Abstract

In the past decade, in-situ heavy oil recovery processes have been proposed and successfully applied to field operations. In conventional ways like cyclic steam stimulation (CSS) and steam assisted gravity drainage (SAGD), viscosity of heavy oil is reduced by steam injection. However, since the cost of steam generation remains high, solvent injection has been considered to decrease steam-oil ratio (SOR). In many cases, solvent means relatively heavy hydrocarbon gas components ranging from C3 to C6. In this paper, we discuss the effect of heavy gas solvents on viscosity reduction.

Our target reservoir is the Yufutsu oil field, Hokkaido, Japan. Its produced oil is highly viscous and we have to consider an enhanced oil recovery process. Viscosity and gravity of the Yufutsu fluid are 846 cP and 11°API respectively at stock tank condition. Since gas injection is one reasonable choice to reduce oil viscosity, we conducted swelling tests and viscosity measurements using two different gas samples. The first gas sample is a light gas mixture which is a main product of the facility and pipelined to the markets. The second one is a heavy gas mixture which is a subsidiary product of the manufacturing processes, and contains C2, C3 and C4 components significantly. According to our swelling tests, the heavy gas mixture achieved greater swelling factor and viscosity reduction than the other. In terms of viscosity reduction, the heavy gas achieved 94%, while the light gas achieved 88%.

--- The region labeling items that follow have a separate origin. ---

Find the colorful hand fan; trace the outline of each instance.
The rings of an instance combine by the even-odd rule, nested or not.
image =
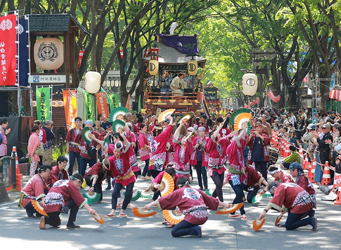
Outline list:
[[[47,214],[44,212],[44,210],[43,210],[43,208],[40,206],[40,204],[38,201],[34,199],[31,199],[31,203],[32,203],[32,206],[33,206],[33,207],[37,212],[43,215],[48,216]]]
[[[126,196],[125,192],[123,193],[123,195]],[[139,190],[135,190],[133,192],[133,196],[132,196],[132,199],[131,199],[130,201],[135,201],[140,197],[141,197],[141,191]]]
[[[148,194],[148,192],[143,191],[141,193],[140,198],[145,200],[151,199],[152,198],[152,196]]]
[[[125,107],[117,107],[113,109],[109,114],[108,121],[114,122],[116,120],[123,120],[129,109]]]
[[[242,202],[241,203],[233,204],[229,208],[223,208],[223,209],[221,209],[220,210],[217,211],[215,212],[215,213],[217,214],[231,214],[231,213],[233,213],[234,212],[235,212],[239,209],[240,208],[243,207],[244,205],[244,202]]]
[[[193,112],[189,112],[188,113],[186,113],[184,115],[183,115],[180,119],[179,119],[178,120],[177,122],[176,123],[176,124],[180,124],[181,123],[181,122],[184,120],[188,121],[192,117],[194,117],[194,113]]]
[[[99,214],[97,213],[95,213],[95,214],[91,214],[95,220],[98,222],[99,224],[104,224],[104,220],[103,219],[102,216],[99,215]]]
[[[162,214],[166,220],[174,225],[176,225],[185,218],[182,213],[176,210],[162,210]]]
[[[91,144],[91,139],[89,135],[91,134],[91,130],[89,127],[85,127],[82,129],[82,138],[88,144]]]
[[[113,123],[113,130],[115,132],[119,132],[120,133],[124,131],[124,126],[126,124],[123,121],[116,120]]]
[[[160,185],[161,186],[160,188],[161,197],[169,195],[174,190],[174,180],[168,173],[165,172],[163,174]]]
[[[257,203],[257,202],[259,202],[261,200],[262,200],[262,198],[263,197],[263,196],[261,196],[259,194],[257,194],[253,196],[251,202],[252,204]]]
[[[146,210],[144,208],[133,208],[133,214],[136,217],[150,217],[157,214],[153,210]]]
[[[261,219],[260,220],[257,219],[253,221],[252,221],[252,225],[253,226],[253,230],[255,231],[258,231],[262,226],[264,225],[265,222],[266,221],[265,219]]]
[[[174,111],[175,111],[175,108],[170,108],[167,110],[161,112],[157,117],[157,121],[159,123],[161,123],[164,121],[167,120],[167,116],[171,115]]]
[[[251,110],[248,108],[240,108],[235,110],[230,117],[230,125],[233,126],[234,131],[238,131],[242,128],[244,122],[247,123],[246,132],[248,135],[250,132],[250,118],[252,115],[250,113]]]
[[[88,204],[91,204],[97,202],[101,196],[101,194],[99,193],[92,192],[90,193],[83,193],[82,196],[88,200]]]
[[[281,213],[281,214],[276,217],[276,220],[275,220],[275,225],[277,225],[279,222],[281,221],[281,219],[283,217],[283,214],[284,213]]]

Additionally, we conducted simulation studies to examine the effect of heavy gas solvent on viscosity reduction. We generated 2-dimentional preliminary heavy oil reservoir models. The results of simulation studies indicate that the injection of heavy gas solvent reduces oil viscosity, and increases oil recovery more than the light gas case.

In conclusion, according to our experiments and simulation analyses, the heavy gas solvent shows more oil viscosity reduction than the light gas solvent. This fact implies the heavy gas components, C2, C3 and C4, play important roles in oil viscosity reduction, and will help to decide an optimal composition of solvents in heavy oil production.